Having reached diametrically opposed views on the construction of claim 1 of AGA’s patent, the German court held Occlutech to infringe whilst the Dutch court found no infringement. The English judge agreed with the latter.

The patent claimed medical devices made of braided metal (typically Nitinol), whereby the devices when implanted have a generally dumbbell shape “…characterised in that clamps (15) are adapted to clamp the strands at the opposed ends of the device.” The judge held the Occlutech devices did not infringe based on the construction of the word “clamps” and the phrase “opposed ends of the device.” He was not convinced that the patentee had made a “dictionary definition” in the specification for the word clamp. Although the specification referred to alternative methods of securing the ends, they were specified as alternatives only. It was not apparent to him why the patentee should intend to exclude such alternatives. However, the drafting of claim 1 was “so clear that the actual wording cannot be ignored…and the relevant words cannot be extended beyond their natural wording…” Instead of a clamp, the Occlutech devices were welded. Although welding was listed as an alternative to clamping in the specification, the word “clamp” within the claim did not extend to welding. Further, the Occlutech devices did not infringe as they were welded at only one end. Although not welded at “opposed ends of the device” the argument presented by AGA was that the Occlutech devices achieved the same functionality as the claimed invention. The judge was not convinced: “[t]o adopt this approach is not successfully to adopt a purposive construction of the patent; it is to go way beyond what seems clearly to be a specific limitation, deliberately included, even though one cannot glean why that limitation might be there.” Accordingly, the Occultech devices do not infringe the UK patent.
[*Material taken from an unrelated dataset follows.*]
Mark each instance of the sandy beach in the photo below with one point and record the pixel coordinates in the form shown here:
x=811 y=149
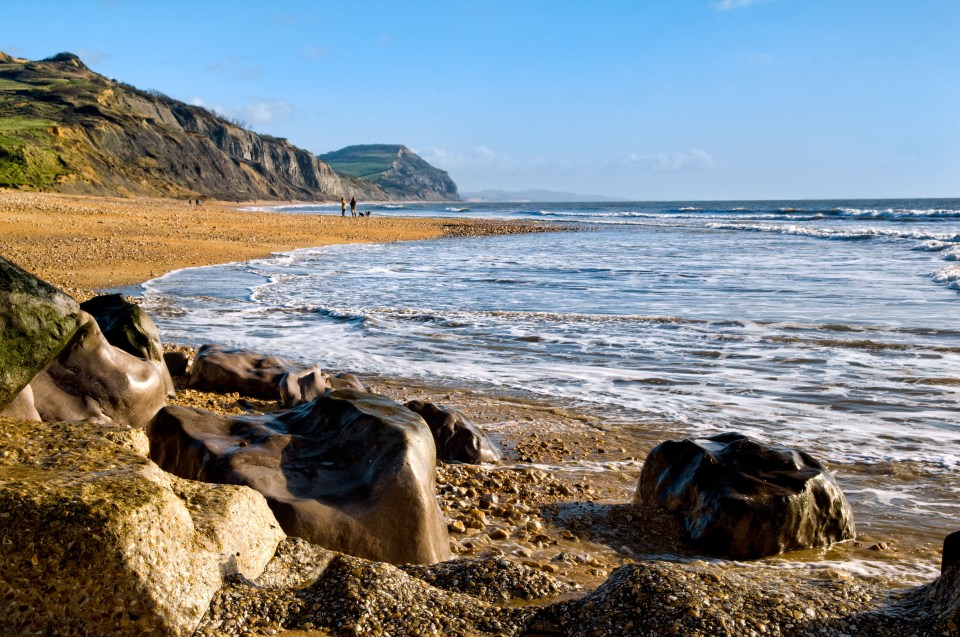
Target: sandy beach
x=575 y=526
x=81 y=244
The Düsseldorf Higher Regional Court construed claim 1 of the corresponding German designation of the patent wholly differently. Welding was included within claim 1 and a ring positioned over the welding of the Occlutech devices fulfilled the same purpose as a clamp. Although the court agreed that claim 1 described clamping at either end “the average skilled person will not content himself with this mere linguistic understanding.” The technically meaningful understanding of the claim would not limit the skilled reader to two clamps or welds. Accordingly, the Occlutech devices infringe the German AGA patent.

The UK AGA patent was found valid by the English judge. The only prior art document was a Boston Scientific patent disclosing a knitted stent. Each of the braided metal, dumbbell shape, and clamping of claim 1 were not obvious and moreover when in combination there was a clear inventive step.